Laid-Back Flay

Photo: Mark Peterson

When Bobby Flay opened Mesa Grill in 1991, he almost literally set New Yorkers on fire. It wasn’t just that the man sure likes his chilies. Flay elevated Southwest cuisine, brought it east, and presented it with bravado unexpected in a chef so unheralded. At Bolo, two years later, he attacked Spanish cuisine with such infectious gusto, it appeared totally unrelated to the fare offered at the sleepy Spanish standbys that still dot the West Village. Flay won James Beard’s Rising Star Award for that one.

Bar Americain
152 W. 52nd St., nr. Seventh Ave; 212-265-9700

And rise he did. Four successful restaurants. Three popular Food Network series. Six cookbooks, including the backyard bible Boy Meets Grill. And a notorious slot on the banzai cookathon Iron Chef America, where his steely, brusque confidence has both stunned opponents and accrued a cult of hate-swilling bloggers (“I want to see Flay go down in flames,” cries one). Bobby Flay is no longer just a chef. He’s a brand.

And a brand is just what father-and-son restaurateurs Jerry and Laurence Kretchmer were looking for to goose the space that once housed JUdson Grill. Though busy at lunch, the Grill was a tough sell at dinner, partly because its resourceful yet underrated chef, Bill Telepan, is a low-radar kind of guy, and partly because one always sat uneasily in this vast, vaulted room, as if waiting to hear which track your commuter train was coming in on. Although Flay is hardly one to walk around a dining room spreading charm and good cheer, the man has nailed the kind of food America loves to eat. Not surprisingly, from the day Bar Americain opened, it’s been feeding a full house.

Kretchmer and Flay haven’t pulled off this transformation completely on their own. David Rockwell has done something remarkable. By painting the interior a rusty Vasquez Rocks orange, shifting the bar to the center back wall, and incorporating a duo of low-standing lighting trees, he’s made the room appear smaller, even warm at first glance. Only when settled in do you acknowledge Bar’s size, but without intimidation. (Tables for two, however, are wide enough to hold a foosball set.)

Forget the restaurant’s deceptive French name (in the thirties, it was the term for a Parisian restaurant with a full bar). Flay’s chosen fare is canny: a y’all-come amalgam of all-American family picnic pleasers, bristling with assertiveness but not necessarily challenging. Whether starting with shrimp in a vibrant tomatillo sauce or crab refreshingly tossed with coconut and mango, Flay’s not interested in subtle seductions. So sweet-potato chowder with clams exudes an inescapable smokiness. Vidalia-onion soup is almost arrogantly sweet, with a neat touch of a toasted Parker House roll and Vermont Cheddar crust. Crispy squash blossoms stuffed with pulled pork sit atop black-peppered vinegar. Tuna tartare could be sharper, and Gulf shrimp and grits might please a southern boy more, but lamb sausage has the right sharp tang, and crawfish and Dungeness-crab cake is sparked by aromatic shards of basil and red-pepper relish.

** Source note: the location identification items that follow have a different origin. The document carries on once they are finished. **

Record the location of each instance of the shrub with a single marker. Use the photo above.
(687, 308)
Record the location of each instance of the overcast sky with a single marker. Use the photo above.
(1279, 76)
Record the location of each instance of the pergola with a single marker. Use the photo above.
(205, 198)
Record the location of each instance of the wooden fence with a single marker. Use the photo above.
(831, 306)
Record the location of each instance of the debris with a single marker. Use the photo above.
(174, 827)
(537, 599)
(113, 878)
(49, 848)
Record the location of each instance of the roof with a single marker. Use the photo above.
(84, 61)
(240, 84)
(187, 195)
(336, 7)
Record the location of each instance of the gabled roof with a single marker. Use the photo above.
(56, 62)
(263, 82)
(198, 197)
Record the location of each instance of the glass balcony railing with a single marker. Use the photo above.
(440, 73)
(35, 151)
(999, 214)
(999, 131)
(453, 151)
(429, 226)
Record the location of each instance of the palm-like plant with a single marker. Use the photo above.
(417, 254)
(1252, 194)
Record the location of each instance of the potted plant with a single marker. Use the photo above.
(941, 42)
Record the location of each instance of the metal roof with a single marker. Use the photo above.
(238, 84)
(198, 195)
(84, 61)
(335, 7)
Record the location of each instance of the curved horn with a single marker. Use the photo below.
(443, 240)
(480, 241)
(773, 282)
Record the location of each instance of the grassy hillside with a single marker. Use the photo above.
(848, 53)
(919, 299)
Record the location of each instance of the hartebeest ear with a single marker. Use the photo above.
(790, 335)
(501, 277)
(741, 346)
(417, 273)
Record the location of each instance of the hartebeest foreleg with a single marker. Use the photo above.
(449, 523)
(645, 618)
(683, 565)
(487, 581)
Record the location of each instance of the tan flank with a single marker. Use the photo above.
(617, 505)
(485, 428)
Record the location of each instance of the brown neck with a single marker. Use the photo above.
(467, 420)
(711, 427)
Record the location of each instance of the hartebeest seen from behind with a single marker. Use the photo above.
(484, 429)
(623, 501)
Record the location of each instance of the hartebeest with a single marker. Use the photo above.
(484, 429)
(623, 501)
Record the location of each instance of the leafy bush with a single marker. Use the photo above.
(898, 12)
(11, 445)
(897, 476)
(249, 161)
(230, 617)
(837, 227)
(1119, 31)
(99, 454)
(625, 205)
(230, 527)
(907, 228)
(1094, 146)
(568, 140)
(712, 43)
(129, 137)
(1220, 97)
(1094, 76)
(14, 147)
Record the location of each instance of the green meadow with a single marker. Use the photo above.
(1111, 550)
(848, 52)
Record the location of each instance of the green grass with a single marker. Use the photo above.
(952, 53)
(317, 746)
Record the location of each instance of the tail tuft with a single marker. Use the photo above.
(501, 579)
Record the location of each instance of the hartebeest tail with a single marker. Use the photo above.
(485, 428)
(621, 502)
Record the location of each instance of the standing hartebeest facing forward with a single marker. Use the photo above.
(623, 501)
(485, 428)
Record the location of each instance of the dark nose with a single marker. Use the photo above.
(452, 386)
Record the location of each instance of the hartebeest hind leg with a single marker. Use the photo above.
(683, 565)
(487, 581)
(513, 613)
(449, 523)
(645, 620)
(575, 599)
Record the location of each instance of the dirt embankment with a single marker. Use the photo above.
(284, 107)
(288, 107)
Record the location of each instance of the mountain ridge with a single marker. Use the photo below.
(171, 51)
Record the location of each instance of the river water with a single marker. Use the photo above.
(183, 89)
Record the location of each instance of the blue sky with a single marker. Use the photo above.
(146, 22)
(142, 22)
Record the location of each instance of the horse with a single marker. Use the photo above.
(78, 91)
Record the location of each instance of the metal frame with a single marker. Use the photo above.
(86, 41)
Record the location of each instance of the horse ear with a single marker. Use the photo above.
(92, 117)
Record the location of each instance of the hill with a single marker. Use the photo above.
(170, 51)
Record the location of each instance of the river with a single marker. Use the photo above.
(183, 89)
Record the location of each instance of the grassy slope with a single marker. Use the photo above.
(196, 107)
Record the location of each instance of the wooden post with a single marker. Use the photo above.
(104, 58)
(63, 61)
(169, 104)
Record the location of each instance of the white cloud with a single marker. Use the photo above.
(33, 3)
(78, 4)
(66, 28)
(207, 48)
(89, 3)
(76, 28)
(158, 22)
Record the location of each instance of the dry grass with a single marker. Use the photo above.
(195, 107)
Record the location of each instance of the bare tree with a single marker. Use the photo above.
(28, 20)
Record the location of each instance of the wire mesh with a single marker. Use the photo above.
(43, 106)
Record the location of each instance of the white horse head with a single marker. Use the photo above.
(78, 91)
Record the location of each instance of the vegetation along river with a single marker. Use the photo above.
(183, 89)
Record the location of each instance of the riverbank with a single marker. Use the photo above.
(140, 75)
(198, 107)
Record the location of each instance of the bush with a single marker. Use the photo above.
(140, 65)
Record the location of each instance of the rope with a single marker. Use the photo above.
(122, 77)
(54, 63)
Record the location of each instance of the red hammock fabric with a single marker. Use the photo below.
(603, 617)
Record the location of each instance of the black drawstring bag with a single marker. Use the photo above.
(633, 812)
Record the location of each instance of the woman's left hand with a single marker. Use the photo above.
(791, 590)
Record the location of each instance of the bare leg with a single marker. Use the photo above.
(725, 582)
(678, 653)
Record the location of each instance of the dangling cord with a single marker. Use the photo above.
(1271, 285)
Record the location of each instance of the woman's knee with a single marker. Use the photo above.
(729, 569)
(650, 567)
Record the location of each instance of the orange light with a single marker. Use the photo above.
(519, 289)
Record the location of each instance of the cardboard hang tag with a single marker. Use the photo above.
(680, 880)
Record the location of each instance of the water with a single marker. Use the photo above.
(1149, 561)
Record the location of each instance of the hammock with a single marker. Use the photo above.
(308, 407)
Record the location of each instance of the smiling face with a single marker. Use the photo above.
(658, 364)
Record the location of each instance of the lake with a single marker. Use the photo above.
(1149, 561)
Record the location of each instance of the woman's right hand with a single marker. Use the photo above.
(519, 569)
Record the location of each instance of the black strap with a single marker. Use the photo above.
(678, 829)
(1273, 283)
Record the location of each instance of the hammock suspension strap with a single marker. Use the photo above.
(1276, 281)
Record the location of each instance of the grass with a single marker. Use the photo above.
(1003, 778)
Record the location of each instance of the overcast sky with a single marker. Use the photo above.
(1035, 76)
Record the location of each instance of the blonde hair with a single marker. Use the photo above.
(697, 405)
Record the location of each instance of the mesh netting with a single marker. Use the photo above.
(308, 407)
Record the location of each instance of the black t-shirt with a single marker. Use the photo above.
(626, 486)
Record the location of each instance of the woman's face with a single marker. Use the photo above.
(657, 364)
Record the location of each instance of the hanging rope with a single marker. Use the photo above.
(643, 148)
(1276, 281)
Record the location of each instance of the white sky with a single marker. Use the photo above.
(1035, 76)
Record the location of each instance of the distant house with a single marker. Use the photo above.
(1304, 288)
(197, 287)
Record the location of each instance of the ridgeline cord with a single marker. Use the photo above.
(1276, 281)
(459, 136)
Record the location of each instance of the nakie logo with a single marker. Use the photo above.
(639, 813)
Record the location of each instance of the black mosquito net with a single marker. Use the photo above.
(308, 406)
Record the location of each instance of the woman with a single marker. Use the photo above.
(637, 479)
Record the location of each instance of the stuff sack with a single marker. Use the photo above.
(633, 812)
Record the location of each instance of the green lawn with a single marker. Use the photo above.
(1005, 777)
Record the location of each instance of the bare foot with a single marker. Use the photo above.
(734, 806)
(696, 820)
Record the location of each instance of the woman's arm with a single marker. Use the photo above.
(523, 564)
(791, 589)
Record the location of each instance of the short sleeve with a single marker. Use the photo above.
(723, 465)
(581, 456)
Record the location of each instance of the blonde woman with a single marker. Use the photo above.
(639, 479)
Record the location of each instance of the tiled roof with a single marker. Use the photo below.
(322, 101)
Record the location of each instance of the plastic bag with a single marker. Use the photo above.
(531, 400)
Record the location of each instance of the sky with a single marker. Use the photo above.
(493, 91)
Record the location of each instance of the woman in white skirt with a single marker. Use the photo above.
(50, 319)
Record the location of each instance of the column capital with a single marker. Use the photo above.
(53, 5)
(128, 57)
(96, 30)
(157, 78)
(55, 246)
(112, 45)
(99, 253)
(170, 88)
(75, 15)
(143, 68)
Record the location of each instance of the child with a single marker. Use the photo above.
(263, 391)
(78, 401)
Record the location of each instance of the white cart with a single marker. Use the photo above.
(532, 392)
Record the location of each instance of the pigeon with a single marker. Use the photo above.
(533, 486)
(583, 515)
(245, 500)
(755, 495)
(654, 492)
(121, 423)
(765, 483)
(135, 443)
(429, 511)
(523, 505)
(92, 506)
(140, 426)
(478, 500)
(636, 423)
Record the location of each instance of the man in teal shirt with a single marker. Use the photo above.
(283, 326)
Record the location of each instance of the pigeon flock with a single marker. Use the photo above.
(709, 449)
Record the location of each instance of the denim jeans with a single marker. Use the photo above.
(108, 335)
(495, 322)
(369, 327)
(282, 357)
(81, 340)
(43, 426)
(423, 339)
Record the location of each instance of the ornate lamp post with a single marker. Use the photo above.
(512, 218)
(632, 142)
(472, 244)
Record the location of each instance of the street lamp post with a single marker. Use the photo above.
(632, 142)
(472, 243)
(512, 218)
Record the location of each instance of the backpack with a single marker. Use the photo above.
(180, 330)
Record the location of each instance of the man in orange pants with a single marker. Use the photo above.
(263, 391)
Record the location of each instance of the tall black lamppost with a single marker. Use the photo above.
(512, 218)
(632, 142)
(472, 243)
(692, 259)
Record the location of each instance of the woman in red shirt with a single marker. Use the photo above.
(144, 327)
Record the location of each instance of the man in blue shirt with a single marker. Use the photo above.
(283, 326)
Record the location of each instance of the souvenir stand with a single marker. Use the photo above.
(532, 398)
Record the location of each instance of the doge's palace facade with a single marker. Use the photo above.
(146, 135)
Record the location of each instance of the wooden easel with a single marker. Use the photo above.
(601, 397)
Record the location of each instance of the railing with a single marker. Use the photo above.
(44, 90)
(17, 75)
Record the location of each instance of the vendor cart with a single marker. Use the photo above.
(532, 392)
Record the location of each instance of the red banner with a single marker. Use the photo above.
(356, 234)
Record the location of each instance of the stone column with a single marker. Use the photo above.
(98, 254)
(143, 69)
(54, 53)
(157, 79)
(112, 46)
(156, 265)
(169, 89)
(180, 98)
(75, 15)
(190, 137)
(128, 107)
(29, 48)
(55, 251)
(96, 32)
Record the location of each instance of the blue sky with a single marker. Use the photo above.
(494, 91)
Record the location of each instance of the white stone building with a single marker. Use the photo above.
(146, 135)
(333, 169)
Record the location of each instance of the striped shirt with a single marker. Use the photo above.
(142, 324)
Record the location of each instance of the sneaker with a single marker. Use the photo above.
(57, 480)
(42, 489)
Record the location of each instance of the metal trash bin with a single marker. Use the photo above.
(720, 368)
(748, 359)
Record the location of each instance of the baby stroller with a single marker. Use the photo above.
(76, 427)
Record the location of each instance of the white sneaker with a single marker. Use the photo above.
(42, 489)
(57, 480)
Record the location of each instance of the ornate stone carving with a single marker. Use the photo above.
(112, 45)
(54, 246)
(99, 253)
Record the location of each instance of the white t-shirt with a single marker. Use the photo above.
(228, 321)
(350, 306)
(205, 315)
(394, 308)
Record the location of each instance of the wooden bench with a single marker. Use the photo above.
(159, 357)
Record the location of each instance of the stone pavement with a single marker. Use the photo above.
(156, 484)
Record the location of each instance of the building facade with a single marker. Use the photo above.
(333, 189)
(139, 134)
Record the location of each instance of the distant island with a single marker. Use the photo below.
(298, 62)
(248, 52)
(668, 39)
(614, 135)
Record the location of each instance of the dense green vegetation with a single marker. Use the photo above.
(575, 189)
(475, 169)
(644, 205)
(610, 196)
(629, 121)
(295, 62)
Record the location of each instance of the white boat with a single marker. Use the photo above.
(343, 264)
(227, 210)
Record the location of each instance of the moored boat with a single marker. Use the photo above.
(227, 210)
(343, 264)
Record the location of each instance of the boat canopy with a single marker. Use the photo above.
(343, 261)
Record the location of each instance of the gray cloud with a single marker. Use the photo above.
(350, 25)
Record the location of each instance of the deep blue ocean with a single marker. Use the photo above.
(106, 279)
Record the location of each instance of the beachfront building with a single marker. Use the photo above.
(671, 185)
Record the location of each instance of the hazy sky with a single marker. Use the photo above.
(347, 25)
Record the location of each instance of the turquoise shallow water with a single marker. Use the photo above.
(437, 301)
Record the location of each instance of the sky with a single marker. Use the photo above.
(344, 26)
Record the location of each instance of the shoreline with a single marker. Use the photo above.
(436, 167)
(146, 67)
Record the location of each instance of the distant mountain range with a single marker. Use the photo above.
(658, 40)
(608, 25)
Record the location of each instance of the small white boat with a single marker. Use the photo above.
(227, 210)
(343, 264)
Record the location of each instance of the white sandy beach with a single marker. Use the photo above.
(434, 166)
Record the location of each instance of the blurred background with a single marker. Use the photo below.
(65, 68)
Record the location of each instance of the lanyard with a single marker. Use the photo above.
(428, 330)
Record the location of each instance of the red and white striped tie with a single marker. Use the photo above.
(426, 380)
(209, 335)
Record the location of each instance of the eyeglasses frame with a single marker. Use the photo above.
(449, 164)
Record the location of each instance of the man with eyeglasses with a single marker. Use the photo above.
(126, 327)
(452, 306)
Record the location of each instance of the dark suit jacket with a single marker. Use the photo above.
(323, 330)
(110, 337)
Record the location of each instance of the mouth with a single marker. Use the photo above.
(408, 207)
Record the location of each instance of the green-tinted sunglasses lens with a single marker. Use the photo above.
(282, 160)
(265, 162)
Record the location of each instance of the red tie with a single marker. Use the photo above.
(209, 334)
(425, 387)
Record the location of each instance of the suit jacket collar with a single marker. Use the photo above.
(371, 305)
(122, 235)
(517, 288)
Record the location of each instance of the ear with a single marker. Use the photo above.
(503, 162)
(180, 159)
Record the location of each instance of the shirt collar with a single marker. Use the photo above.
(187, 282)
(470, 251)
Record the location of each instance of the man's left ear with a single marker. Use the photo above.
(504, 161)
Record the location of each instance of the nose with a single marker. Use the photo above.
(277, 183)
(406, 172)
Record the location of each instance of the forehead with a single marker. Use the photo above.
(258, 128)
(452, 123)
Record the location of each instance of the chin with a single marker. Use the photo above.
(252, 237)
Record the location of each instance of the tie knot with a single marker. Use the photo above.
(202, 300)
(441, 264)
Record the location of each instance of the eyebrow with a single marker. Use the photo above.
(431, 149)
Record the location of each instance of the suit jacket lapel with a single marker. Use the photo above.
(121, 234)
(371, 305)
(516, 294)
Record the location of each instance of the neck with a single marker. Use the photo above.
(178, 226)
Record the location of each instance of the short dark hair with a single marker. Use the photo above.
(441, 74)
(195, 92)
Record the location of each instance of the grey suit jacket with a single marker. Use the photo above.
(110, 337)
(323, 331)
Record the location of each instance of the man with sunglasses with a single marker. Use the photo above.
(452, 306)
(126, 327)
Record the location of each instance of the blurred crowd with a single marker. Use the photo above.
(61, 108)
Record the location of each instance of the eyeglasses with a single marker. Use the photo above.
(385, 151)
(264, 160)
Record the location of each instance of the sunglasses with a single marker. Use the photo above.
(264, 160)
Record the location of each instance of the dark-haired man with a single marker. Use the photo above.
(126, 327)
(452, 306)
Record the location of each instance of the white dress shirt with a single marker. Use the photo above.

None of this is especially complex: Flay is pulling punches on the flavors that established his brand. Not surprisingly, the best appetizers—like a smoked-trout salad gently stung by Meyer-lemon vinaigrette, or a trio tasting of artisanal ham with both peach chutney and honey mustard—strive to be brasher. But none are an out-and-out dare.

The menu’s more satisfyingly two-fisted. In fact, some women I dined with hesitated to rally round entrées of tender pink pork on creamed corn and superbly snarky sour mash, or a heavily smoked chicken potpie. I noted the lovely mussels in green-chili broth they could play with, and a wild salmon in Pinot Noir that’s lighter than it sounds. But when roast duck arrives with dirty rice and bourbon, hot potato chips are dipped in blue cheese, and a lunch dish called Kentucky Hot Brown means turkey under a biscuit-and-gravy-thick cupful of Parmesan cream, they’ve got a point.

So does Bar Americain. Its instant popularity makes a solid case for the power of branding on the mainstream. Yet, looking past tables relishing blackberry soufflés, pistachio-chocolate sundaes, or caramel-whiskey éclairs, I spy Flay standing in his open kitchen, looking uncharacteristically complacent. He’s better at swaggering. I like his cockiness. It ignites his food. Franchise all you want, Flay, but next time, come on, Bobby, light my fire.

Bar Americain
Address:152 W. 52nd St., nr. Seventh Ave.; 212-265-9700
Hours: Lunch: Monday through Friday, noon to 2:30 P.M. Dinner: Sunday through Thursday, 5 to 11:30 P.M., Friday and Saturday, 5:30 to 11:30 P.M.
Prices: Appetizers, $8 to $16; entrées, $21 to $34.
Ideal Meal: Crab-coconut cocktail, smoked-trout salad, rack of pork with apple-ginger chutney, pistachio-chocolate sundae.